There is nothing else, than to have both these at the same time, so heavy with their own weight.
Psalm and LamentIn memory of my mother (1897-1974)
Hialeah, Florida
The clocks are sorry, the clocks are very sad.
One stops, one goes on striking the wrong hours.
And the grass burns terribly in the sun,
The grass turns yellow secretly at the roots.
Now suddenly the yard chairs look empty, the sky looks empty,
The sky looks vast and empty.
Out on Red Road the traffic continues; everything continues.
Nor does memory sleep; it goes on.
Out spring the butterflies of recollection,
And I think that for the first time I understand
The beautiful ordinary light of this patio
And even perhaps the dark rich earth of a heart.
(The bedclothes, they say, had been pulled down.
I will not describe it. I do not want to describe it.
No, but the sheets were drenched and twisted.
They were the very handkerchiefs of grief.)
Let summer come now with its schoolboy trumpets and fountains.
But the years are gone, the years are finally over.
And there is only
This long desolation of flower-bordered sidewalks
That runs to the corner, turns, and goes on,
That disappears and goes on
Into the black oblivion of a neighborhood and a world
Without billboards or yesterdays.
Sometimes a sad moon comes and waters the roof tiles.
But the years are gone. There are no more years.

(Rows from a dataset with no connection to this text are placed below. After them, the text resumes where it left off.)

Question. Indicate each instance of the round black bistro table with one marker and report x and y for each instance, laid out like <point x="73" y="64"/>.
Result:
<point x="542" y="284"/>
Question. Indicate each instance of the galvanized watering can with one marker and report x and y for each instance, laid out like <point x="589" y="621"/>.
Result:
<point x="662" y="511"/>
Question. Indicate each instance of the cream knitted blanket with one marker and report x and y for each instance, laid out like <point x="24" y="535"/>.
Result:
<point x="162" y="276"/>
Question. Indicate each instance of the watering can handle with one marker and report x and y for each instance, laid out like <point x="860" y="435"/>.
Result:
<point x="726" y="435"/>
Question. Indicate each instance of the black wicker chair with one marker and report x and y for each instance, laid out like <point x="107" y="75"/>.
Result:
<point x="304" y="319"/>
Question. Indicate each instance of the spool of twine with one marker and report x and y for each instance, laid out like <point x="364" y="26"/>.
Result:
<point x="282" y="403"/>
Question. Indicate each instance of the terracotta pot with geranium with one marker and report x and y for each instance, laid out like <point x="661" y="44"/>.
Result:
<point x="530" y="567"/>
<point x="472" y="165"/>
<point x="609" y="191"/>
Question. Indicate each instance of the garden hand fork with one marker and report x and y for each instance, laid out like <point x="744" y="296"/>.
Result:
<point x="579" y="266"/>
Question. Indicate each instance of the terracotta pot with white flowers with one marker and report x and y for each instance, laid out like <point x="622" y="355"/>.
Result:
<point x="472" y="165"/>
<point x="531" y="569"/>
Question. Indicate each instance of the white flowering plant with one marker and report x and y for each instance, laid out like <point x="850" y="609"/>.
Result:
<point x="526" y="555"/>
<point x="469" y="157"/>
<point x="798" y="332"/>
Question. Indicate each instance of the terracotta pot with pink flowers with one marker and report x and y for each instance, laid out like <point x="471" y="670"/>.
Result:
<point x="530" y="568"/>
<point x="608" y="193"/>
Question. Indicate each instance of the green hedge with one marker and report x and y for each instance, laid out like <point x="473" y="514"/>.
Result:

if there are any heavens my mother will if there are any heavens my mother will(all by herself)have
one. It will not be a pansy heaven nor
a fragile heaven of lilies-of-the-valley but
it will be a heaven of blackred roses
my father will be(deep like a rose
tall like a rose)
standing near my
(swaying over her
silent)
with eyes which are really petals and see
nothing with the face of a poet really which
is a flower and not a face with
hands
which whisper
This is my beloved my
(suddenly in sunlight
he will bow,
& the whole garden will bow)
To the two woman who taught me how to treat everything with compassion, may your loving kindness touch every single inch of all the new worlds.